Saturday, 27 September 2014

Mother Country Music Loving, Part four.


This will be my fourth(duh!) part of writing about bands from Iceland. If you'd like to catch up here is Number One, Number Two and Number Three.


Ask The Slave, 2010
Ask the Slave, is an Avant-Garde metal band. I first heard of them and heard them when I attended Eistnaflug in 2008. The little I do remember from my alcohol induced haze was that I really enjoyed their music. Someone had remarked that they were the Icelandic version of Faith No More, I personally after listening to them would say that they are more akin to Mr. Bungle. There are a lot of genre lumped together into one song, lots of rhythms shifts and melody changes, but most of those don't sound out of place or forced. Valurs vocal does sound like he went to the Mike Patton school of Vocal Tormenting. He's easily the most versatile singer to come from Iceland. But everything he does regarding the singing is for the betterment of the song. Which is the wonderful thing about this band, while Valur could/would/should be the stand-out member, but he isn't. They all function like a well oiled machine, if one of the other instruments would be taken of the songs it would fall to pieces. So far there are two albums, "Kiss Your Chora" and  "The Order of Things" out and one B-Side collection called "The King of Prunes", with a new LP, called "Good People, Bad Things" which is meant to be out next year. And yes I am looking forward to it. They also make some excellent music video's for example the song "Sleep Now" which sounds like a lovely ballad up until you watch the video and realise how creepy it actually is. It is one of those instances where the video makes a good song great.
Both their albums while being all over the place manage to suck you in and keep your interest throughout. And I personally am looking forward to the day when they open up for Mr. Bungle and Mike Patton walks on the stage then drops the mike stating he can't keep up.



Dr. Spock
Dr Spock, is a very unusual rock. Again we are looking at the Avant-Garde section of things. Most of all it is plain and simple good fun rock and roll or in their own words "Heavy Metal Cabaret with a dash of Surf-Porn Cartoon Funky Polka". By all accounts their concerts are once in a lifetime experience. Which doesn't really surprise me, in their ranks they've got the gruff voice from HAM, who continues barking orders and sounding like he's cursing the entire world. In the most jovial manner of course. It is very chaotic music that is on display, but at the same time even with my rather low-fi laptop speakers I feel like dancing like a mad cow and thrash my living room, the song "Sons of Ecuador" being the perfect example of this manic musical genius that is going on.
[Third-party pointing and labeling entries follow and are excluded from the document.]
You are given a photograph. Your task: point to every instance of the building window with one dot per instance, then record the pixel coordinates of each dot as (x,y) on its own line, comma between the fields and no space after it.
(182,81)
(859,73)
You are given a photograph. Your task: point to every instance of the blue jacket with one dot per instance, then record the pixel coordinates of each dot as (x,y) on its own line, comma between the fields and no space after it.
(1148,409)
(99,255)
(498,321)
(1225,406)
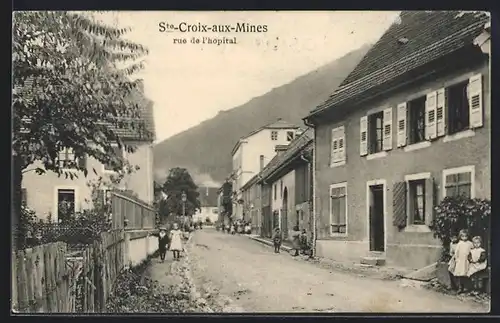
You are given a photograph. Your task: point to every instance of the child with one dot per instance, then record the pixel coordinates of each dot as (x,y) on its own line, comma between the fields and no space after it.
(162,243)
(477,265)
(277,240)
(462,252)
(452,262)
(176,241)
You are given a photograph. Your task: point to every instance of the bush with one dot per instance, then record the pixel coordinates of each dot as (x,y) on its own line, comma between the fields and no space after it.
(456,213)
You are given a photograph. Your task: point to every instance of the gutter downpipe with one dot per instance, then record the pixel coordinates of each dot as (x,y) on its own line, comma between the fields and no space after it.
(313,204)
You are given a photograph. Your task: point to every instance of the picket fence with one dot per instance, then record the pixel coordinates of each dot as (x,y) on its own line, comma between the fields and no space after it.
(45,279)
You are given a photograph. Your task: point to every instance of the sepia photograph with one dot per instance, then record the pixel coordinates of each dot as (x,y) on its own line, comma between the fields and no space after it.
(200,162)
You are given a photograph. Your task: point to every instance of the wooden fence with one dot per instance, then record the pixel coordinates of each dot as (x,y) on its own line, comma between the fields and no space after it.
(138,214)
(46,280)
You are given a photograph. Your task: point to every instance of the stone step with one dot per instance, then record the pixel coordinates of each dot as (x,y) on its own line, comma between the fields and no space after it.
(373,261)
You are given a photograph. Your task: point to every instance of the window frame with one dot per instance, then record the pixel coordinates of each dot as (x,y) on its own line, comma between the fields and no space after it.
(460,170)
(338,234)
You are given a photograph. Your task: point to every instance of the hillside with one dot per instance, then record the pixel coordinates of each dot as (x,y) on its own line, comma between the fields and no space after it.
(205,150)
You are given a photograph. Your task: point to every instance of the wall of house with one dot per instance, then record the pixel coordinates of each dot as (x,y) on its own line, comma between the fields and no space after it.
(408,247)
(42,189)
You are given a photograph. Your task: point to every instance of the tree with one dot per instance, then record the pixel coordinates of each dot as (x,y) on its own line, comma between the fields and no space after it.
(68,92)
(180,181)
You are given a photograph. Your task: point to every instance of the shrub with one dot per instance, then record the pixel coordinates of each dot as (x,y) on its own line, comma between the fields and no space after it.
(456,213)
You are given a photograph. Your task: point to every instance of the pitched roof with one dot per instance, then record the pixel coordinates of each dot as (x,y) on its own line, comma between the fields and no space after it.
(420,38)
(279,124)
(208,196)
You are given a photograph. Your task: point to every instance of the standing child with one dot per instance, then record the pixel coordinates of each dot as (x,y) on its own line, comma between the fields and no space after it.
(462,251)
(277,240)
(176,241)
(162,243)
(477,265)
(452,262)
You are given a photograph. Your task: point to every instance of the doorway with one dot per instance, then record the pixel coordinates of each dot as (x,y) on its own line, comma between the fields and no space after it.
(376,217)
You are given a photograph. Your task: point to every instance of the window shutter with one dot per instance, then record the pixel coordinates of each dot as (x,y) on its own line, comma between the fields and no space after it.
(334,147)
(399,204)
(363,140)
(430,116)
(476,101)
(387,137)
(401,124)
(341,144)
(429,200)
(441,113)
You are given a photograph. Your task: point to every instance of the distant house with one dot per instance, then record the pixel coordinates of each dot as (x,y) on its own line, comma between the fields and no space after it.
(410,125)
(253,151)
(208,199)
(45,193)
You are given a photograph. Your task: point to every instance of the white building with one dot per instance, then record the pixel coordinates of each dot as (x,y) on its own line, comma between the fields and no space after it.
(252,153)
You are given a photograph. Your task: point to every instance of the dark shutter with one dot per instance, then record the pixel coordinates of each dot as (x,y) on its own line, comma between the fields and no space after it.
(24,197)
(399,204)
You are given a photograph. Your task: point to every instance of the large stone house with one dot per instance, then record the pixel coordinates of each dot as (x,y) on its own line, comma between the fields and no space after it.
(252,152)
(44,193)
(410,125)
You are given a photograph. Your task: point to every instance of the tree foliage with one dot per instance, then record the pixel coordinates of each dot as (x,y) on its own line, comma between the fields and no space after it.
(178,181)
(456,213)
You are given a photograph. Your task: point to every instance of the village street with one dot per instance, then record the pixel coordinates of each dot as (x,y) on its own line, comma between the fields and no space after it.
(257,280)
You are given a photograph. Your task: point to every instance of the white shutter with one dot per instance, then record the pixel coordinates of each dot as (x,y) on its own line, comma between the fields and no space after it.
(401,113)
(441,113)
(387,141)
(334,147)
(363,139)
(341,144)
(430,116)
(476,101)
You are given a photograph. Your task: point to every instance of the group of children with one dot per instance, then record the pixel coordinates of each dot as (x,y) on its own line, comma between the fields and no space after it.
(468,262)
(171,241)
(299,241)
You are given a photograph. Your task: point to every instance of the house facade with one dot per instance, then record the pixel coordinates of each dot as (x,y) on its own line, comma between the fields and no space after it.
(252,152)
(45,193)
(410,125)
(286,188)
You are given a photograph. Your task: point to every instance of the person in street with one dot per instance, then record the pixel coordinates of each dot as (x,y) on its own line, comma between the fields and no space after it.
(296,240)
(162,243)
(477,265)
(175,241)
(277,238)
(462,251)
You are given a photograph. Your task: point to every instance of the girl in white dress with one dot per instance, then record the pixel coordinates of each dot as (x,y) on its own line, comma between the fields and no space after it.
(477,264)
(462,251)
(175,241)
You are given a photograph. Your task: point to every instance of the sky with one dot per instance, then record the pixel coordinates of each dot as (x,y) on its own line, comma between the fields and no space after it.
(190,83)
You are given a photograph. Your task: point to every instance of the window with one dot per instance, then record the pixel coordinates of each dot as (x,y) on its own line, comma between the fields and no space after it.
(417,201)
(458,107)
(119,153)
(337,154)
(65,204)
(457,184)
(416,122)
(338,208)
(66,159)
(375,132)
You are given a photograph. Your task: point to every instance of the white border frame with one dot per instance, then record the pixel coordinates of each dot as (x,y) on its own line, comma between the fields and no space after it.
(374,182)
(112,172)
(457,170)
(75,188)
(410,227)
(338,234)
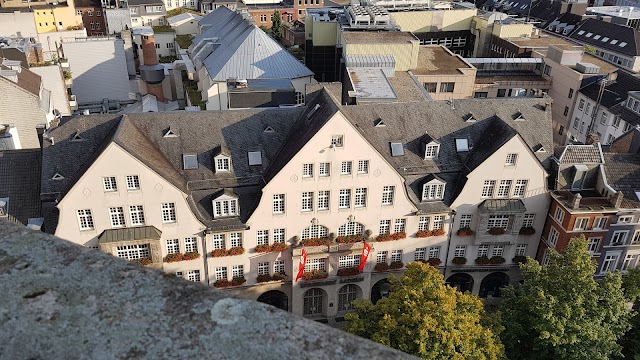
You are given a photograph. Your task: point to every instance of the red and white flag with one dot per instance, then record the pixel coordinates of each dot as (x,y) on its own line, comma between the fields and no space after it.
(303,261)
(365,254)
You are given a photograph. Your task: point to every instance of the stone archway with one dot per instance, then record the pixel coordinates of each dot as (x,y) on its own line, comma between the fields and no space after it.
(380,290)
(492,283)
(461,281)
(275,298)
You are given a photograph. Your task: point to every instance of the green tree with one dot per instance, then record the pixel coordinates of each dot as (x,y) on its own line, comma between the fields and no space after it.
(561,312)
(426,318)
(276,25)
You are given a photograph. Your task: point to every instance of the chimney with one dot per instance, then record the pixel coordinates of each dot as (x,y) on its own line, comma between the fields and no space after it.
(619,198)
(576,201)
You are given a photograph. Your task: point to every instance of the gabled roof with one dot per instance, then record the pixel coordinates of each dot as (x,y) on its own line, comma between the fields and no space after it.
(616,35)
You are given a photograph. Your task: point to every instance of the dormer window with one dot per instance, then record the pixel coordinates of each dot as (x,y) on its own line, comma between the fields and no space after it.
(433,190)
(222,163)
(225,205)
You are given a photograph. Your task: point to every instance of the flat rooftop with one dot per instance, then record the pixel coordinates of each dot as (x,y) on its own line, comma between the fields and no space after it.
(436,60)
(384,37)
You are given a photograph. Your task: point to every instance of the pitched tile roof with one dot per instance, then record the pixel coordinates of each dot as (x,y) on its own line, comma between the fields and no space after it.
(20,182)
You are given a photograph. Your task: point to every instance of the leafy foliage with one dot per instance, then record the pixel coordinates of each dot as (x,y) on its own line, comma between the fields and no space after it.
(426,318)
(561,312)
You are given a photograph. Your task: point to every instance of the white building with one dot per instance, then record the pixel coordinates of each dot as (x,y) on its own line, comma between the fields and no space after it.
(252,189)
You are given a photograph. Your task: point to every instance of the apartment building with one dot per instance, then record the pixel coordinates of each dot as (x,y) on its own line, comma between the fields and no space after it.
(253,189)
(606,109)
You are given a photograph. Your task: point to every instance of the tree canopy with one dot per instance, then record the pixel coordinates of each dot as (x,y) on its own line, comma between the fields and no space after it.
(426,318)
(561,312)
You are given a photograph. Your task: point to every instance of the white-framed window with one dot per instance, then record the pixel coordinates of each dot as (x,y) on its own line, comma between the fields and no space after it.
(520,188)
(133,252)
(483,250)
(609,264)
(324,169)
(85,219)
(235,239)
(278,203)
(385,226)
(348,261)
(488,188)
(307,170)
(382,257)
(221,273)
(528,219)
(438,222)
(278,235)
(423,223)
(136,213)
(504,189)
(323,199)
(315,264)
(345,168)
(360,198)
(511,160)
(501,221)
(619,237)
(223,163)
(432,191)
(168,212)
(337,140)
(237,271)
(133,182)
(497,250)
(116,214)
(219,241)
(228,207)
(263,268)
(387,194)
(553,236)
(465,221)
(580,224)
(110,183)
(191,244)
(307,201)
(173,246)
(344,199)
(593,246)
(278,267)
(262,237)
(396,255)
(363,166)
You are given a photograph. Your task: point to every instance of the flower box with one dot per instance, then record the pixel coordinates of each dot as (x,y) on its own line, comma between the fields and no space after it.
(519,259)
(348,271)
(316,242)
(423,233)
(391,237)
(314,275)
(465,231)
(349,239)
(527,230)
(142,261)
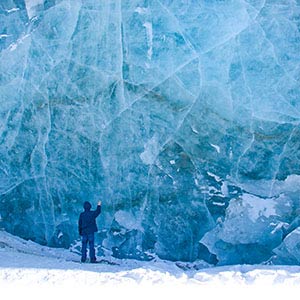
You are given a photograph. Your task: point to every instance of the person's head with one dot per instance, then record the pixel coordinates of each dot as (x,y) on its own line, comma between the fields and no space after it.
(87,206)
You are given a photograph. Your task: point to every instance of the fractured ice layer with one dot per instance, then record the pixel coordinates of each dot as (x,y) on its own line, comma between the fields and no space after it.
(182,116)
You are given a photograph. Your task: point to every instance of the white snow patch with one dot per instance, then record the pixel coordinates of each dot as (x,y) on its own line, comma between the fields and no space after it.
(218,203)
(151,151)
(128,220)
(14,46)
(217,178)
(141,10)
(217,148)
(258,207)
(12,10)
(224,189)
(149,33)
(30,7)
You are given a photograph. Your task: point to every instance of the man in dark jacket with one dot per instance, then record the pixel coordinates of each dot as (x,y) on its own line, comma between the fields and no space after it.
(87,227)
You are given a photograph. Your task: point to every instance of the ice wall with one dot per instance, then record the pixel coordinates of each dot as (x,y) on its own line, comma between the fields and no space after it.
(182,116)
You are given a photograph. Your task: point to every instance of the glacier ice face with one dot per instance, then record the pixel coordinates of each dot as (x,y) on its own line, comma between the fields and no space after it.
(182,116)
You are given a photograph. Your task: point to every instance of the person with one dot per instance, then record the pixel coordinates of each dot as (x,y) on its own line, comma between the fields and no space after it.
(87,227)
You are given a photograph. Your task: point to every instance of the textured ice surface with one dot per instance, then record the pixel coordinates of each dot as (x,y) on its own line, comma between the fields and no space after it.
(182,116)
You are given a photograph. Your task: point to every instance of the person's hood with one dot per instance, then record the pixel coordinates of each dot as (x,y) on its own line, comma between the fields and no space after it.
(87,206)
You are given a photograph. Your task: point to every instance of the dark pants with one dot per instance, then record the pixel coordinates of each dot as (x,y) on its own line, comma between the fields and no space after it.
(88,238)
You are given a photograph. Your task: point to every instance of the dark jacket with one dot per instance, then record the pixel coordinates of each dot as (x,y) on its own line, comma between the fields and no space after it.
(87,219)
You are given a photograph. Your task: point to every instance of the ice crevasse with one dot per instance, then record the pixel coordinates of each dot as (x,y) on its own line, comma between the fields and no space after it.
(181,116)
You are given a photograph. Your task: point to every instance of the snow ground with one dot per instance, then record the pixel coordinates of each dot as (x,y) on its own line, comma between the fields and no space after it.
(28,269)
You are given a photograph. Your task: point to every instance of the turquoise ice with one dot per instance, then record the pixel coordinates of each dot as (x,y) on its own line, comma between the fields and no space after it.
(181,116)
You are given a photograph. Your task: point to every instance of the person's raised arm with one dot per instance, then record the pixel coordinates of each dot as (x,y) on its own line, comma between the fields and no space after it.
(98,209)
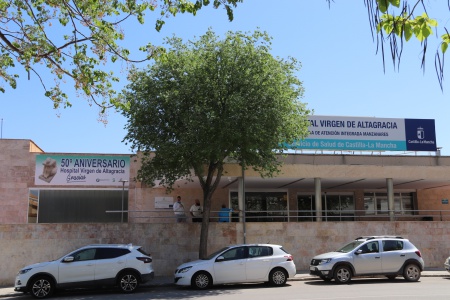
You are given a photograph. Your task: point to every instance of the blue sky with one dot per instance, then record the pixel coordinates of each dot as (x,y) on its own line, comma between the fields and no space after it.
(341,73)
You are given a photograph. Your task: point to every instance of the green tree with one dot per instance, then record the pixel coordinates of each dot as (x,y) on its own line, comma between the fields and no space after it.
(78,40)
(209,101)
(397,21)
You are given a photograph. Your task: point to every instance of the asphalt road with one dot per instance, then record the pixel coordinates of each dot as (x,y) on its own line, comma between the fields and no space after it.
(435,288)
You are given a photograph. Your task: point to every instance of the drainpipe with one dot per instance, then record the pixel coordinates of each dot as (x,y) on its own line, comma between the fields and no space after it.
(390,192)
(318,197)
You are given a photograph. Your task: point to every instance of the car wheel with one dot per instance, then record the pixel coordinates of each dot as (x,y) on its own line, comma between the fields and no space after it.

But as far as I can see nothing new has appeared since 2008, which is a crying shame. But even with a short life they've left a long lasting legacy and much like HAM their reputation seems to be growing with their absence. And if only they had actually got into Eurovision with their song. It would have been perfect. But Ottar Proppee finally did manage to perform on the big stage in 2014.





Börn
Börn, now there is a certain amount of nepotism going on here in the sense that I probably wouldn't have given this band a chance if it didn't include family members. But to be clear I don't write blogs  about a band that I don't like. It just so happens that this band includes my youngest sister on vocals and her boyfriend on the drums. They have been playing together in various forms of punk bands. The earliest incarnation that I know of was Tentacles of Doom, which then got changed into Norn, but they had to reconsider their name choices when it turned out that there is a black metal band in Iceland using the same name. So here we've ended up with Börn. And unfortunately I giggle probably way more then I should when I type in the url of their BandCamp site. On the whole I'm not a big fan of the punk scene. Never have been though of course like other genre's there are always bands that manage to captivate my attention. Börn being one of them. What this album reminds me mostly of are the first two albums by Killing Joke. There is this almost joyous tribalism running throughout this smog of despair. It all sounds exceptionally simple, all the instruments seem to be geared towards being rhythmic and, well, dancable. Alexandra barks out her lyrics with pure unbristled ferocious commanding singing, all about self-reliance, equality and independence. On this album she sounds like she could and should command armies. It would be great to see them and It Hurts To Be Dead play at the same gig.